Alinta, Snowy, Engie, EnergyAustralia fail to meet renewable energy target

Renewable energy = cleaner air, economic benefits, and lower carbon emissions

The Clean Energy Regulator has confirmed that four of the biggest retailers in the country – Alinta, Snowy Hydro’s Red and Lumo Energy, Engie’s Simply Energy and EnergyAustralia – head the list of companies failing to meet their renewable energy target obligations in 2018.

The list – which also includes Perth Energy and others – was released by the CER late Friday as part of its audit of the efforts made by obligated parties to meet the stepping stones of the RET, which aims to source 33,000 gigawatt-hours of renewables by 2020.

The shortfall – foreshadowed by RenewEconomy two weeks ago _ amounts to a total of $240 million, but the energy retailers will be able to make this up over the next three years, and will likely make huge profits doing so because of the anticipated continued decline in the price of certificates known as LGCs.

Under the legislation, the obligated parties have a “free pass” of up to 10 per cent of their targets. But anything more than 10 per cent incurs a so-called “penalty payment”, which is $65/MWh, or the equivalent of $93/MWh including tax considerations.

The CER once named and shamed parties, such as ERM, who failed to meet their targets and decided to pay the shortfall. Last year, however, the CER actively encouraged obligated parties and big retailers to pay their shortfall, given that the abundance of new wind and solar projects meant that the target would be easily met.

This transformed the RET from a tool primarily designed to encourage a transition to clean energy, into an additional market play-thing for the big utilities. Rather than pay prices of $60-$80/MWh, they chose to pay the penalty price, which is fully refundable.

The big utilities will make up the shortfall by buying LGCs at prices of around $20/MWh or below, which is where the futures market is pointing to. Alinta is using all of its obligations to play this game. The government-owned Snowy is using 96 per cent of its obligations to play this game, and may make a profit of $40 million by doing so.

That may sound fine, but there are losers in this process. First among them will be consumers, who continue to pay top dollar for “green energy” and for the cost of “renewable energy targets” in their electricity bills.

None of the big retailers have passed on the fall in the price of LGCs, now down to $40/MWh because of their market games, to any of their consumers. The CER hopes to see that happen this year.

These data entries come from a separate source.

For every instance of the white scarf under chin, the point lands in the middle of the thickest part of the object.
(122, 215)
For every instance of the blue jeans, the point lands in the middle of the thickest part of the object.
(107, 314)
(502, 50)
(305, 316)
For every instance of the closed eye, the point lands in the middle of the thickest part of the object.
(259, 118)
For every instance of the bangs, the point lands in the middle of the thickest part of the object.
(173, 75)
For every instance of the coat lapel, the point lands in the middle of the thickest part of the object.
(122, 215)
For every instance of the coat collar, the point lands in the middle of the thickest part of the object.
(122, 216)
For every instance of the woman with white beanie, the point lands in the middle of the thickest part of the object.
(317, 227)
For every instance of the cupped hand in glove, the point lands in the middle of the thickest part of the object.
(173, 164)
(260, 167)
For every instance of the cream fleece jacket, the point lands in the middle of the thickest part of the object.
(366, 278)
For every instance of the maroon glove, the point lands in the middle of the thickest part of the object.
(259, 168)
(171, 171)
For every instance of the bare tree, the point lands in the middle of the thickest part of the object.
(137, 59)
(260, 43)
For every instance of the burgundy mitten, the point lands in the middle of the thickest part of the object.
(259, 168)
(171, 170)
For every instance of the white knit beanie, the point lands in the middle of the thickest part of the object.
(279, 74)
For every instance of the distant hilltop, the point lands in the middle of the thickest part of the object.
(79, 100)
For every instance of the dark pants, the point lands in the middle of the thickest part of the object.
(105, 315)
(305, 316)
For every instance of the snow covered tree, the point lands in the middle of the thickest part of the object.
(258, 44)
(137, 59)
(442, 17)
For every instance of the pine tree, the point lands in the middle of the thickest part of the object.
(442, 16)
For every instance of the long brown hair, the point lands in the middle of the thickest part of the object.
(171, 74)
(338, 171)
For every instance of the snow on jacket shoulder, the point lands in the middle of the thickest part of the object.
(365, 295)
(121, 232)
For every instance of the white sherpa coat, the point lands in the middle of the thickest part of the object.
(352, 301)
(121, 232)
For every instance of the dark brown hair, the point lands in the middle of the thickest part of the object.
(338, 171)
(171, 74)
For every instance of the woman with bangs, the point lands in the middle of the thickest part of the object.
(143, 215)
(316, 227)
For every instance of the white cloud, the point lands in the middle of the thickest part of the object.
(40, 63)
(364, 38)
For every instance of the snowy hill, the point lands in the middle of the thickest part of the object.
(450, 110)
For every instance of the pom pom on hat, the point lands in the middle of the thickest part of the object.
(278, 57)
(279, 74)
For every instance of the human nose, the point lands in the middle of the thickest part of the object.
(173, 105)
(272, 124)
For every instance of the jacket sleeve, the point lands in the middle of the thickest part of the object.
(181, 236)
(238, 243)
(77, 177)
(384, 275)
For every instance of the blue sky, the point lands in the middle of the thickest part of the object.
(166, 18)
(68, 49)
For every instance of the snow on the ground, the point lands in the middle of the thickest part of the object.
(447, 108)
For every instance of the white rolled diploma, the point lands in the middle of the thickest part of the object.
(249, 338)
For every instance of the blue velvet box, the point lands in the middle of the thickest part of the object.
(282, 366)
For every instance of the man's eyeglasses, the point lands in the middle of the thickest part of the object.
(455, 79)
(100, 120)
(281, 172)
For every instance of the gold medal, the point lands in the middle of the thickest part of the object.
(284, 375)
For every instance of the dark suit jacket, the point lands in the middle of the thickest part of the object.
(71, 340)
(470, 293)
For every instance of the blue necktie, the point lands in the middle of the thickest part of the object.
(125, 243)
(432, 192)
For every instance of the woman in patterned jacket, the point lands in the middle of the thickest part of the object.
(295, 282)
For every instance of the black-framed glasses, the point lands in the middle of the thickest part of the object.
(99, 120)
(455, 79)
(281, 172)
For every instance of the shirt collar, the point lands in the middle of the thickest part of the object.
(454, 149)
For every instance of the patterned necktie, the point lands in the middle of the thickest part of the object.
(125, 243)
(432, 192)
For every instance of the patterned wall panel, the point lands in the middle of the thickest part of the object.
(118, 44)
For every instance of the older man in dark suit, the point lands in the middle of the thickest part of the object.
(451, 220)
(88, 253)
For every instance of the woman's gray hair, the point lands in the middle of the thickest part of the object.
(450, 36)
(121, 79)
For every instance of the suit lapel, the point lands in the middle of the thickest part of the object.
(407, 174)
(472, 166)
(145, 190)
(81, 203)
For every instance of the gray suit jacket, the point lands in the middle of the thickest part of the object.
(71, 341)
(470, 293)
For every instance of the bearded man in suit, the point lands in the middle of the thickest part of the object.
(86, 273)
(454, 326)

Some wind and solar farms are also losers, particularly those that may have modelled – on the basis of the previous regulatory announcements – that the retailers would not leave a shortfall and the price of the LGCs would be higher.

This would affect those projects on “merchant” models – selling electricity and certificates at market prices – or those that may have factored in higher pricing in a “merchant window” before locking into a power purchase agreement, where LGCs are handed over to the off-taker, usually a big retailer, for effectively zero price.

And therein lies one of the problems with this market: it is dominated and controlled by the big retailers who are able to use almost all aspects of the markets, thanks to the rules they help develop, as playthings and profit centres.

Contracts such as PPAs for LGCs at minimal or zero cost have been in place for a while, but the details are never released. Still, most retailers pass on the “full” cost of the LGCs to consumers. Now they are invited by the regulator to game the market further, with no relief in sight for consumers.